The official said the air drops were not a substitute for delivery by land. Britain’s Foreign Secretary David Lammy also said Israel’s decision “alone cannot alleviate the needs of those desperately suffering in Gaza”.
Palestinian health officials in Gaza City said at least 10 people were injured by falling aid boxes.
United Nations aid chief Tom Fletcher said staff would step up efforts to feed the hungry during the pauses in the designated areas.
“Our teams on the ground … will do all we can to reach as many starving people as we can in this window,” he said on X.
Israeli firing killed at least 17 people and wounded 50 waiting for aid trucks today, health officials at Al-Awda and Al-Aqsa Hospitals in the central Gaza Strip said.
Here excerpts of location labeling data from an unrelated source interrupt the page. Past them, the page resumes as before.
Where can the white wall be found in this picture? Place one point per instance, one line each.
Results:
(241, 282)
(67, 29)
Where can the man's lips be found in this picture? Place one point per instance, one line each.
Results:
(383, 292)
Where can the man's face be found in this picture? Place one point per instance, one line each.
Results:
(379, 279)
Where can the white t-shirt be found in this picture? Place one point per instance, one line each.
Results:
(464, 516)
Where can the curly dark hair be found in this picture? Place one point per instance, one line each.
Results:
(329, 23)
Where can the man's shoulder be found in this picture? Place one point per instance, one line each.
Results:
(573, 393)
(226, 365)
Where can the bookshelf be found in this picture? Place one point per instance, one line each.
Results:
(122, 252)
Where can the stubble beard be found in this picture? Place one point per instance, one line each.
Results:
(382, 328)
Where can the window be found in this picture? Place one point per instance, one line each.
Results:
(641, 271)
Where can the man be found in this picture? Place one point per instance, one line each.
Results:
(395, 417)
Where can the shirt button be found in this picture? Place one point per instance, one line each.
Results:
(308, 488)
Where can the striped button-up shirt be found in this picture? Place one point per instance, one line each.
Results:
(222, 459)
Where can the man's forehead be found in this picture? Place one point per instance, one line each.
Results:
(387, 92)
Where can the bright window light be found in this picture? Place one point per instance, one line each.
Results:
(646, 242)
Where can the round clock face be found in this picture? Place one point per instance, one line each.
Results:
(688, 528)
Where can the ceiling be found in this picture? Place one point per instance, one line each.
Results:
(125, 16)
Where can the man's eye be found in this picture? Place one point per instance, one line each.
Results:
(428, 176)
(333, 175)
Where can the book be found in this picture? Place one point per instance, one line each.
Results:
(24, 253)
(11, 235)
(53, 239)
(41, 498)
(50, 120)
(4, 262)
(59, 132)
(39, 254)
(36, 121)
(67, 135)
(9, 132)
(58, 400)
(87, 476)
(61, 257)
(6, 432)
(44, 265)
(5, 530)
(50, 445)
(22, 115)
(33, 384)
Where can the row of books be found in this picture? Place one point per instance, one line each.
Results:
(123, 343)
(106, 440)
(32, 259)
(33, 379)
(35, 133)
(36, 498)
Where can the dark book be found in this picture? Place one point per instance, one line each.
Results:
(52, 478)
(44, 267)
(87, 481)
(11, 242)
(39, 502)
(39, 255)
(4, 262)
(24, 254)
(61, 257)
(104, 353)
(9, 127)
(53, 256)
Israel’s military did not immediately respond to a Reuters request for comment.
The Gaza health ministry reported six new deaths over the past 24 hours due to malnutrition, bringing the total deaths from malnutrition and hunger to 133, including 87 children.
Yesterday, a five-month-old baby, Zainab Abu Haleeb, died of malnutrition at Nasser Hospital in Khan Younis, health workers said.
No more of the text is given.